- A+

I've been researching and benchmarking various Fibonacci algorithms recently for my own amusement and more or less by accident came up with an alternate implementation of the classic O(n) time and O(1) space dynamic programming implementation.

Consider the following two functions:

`BigInt fib_dp_classic(int n) { if (n == 0) { return 0; } BigInt x = 0, y = 1, z; for (int i = 2; i <= n; ++i) { z = x + y; x = y; y = z; } return y; } `

and

`BigInt fib_dp_mod(int n) { BigInt x = 0, y = 1, z = 1; for (int i = 0; i < n; ++i) { switch (i % 3) { case 0: y = x + z; break; case 1: z = x + y; break; case 2: x = y + z; break; } } switch (n % 3) { case 0: return x; break; case 1: return y; break; case 2: return z; break; } } `

On my machine, calculating the millionth Fibonacci number takes 6.55s with fib_dp_classic and 2.83 seconds with fib_dp_mod, and even turning on -O3 doesn't change this too much. I don't really have any good ideas as to why the mod version is faster. Is it because the extra store instructions in the classic version are more expensive than the mod in the second? It's my understanding that the compiler should be putting all three variables in registers in both versions and computing the mod is actually fairly expensive; is this not the case?

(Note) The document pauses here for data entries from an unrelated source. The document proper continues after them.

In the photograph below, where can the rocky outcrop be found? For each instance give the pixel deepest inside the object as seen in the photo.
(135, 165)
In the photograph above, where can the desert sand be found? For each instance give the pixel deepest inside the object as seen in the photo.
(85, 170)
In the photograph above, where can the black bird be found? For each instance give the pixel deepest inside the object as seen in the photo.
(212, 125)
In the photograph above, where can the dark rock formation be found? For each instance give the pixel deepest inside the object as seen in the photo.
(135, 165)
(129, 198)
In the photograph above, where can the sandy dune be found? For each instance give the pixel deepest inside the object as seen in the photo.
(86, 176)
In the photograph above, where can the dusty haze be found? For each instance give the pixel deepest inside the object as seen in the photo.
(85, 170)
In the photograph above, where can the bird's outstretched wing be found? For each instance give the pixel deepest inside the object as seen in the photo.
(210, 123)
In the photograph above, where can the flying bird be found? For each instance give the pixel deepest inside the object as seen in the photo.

In fact, I just put both of these through compiler explorer and both are using only registers once you turn optimizations on. Granted, this is only using ints, not the GMP-based bigints I was actually using for my benchmark. Is there some weird GMP implementation detail that might be the cause here?

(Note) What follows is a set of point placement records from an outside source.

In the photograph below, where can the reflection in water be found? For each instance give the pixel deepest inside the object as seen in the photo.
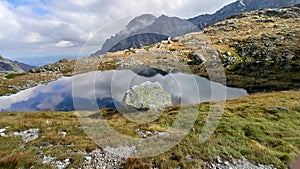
(94, 90)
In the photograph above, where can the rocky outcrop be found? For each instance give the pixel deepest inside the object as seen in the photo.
(147, 96)
(238, 7)
(146, 30)
(14, 66)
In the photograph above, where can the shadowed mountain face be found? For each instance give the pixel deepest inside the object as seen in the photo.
(145, 30)
(238, 7)
(9, 65)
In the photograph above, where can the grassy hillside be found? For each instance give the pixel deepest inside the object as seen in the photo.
(253, 127)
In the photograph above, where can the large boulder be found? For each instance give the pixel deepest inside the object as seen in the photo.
(147, 96)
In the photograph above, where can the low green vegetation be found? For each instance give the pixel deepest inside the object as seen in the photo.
(13, 75)
(252, 127)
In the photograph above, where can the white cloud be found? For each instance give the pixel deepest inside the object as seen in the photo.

Update: I even strace'd both to see if malloc() might be the culprit and fib_dp_classic uses 130 syscalls (for n=1000000) while fib_dp_mod uses 133. So still no real clues...

Your first function uses one addition and 3 copies for `BigInt`

-- all of the are quite time consuming operations. The second function uses one addition and one copy operations -- that's where the savings come from, you save 2 copy operations with `BigInt`

.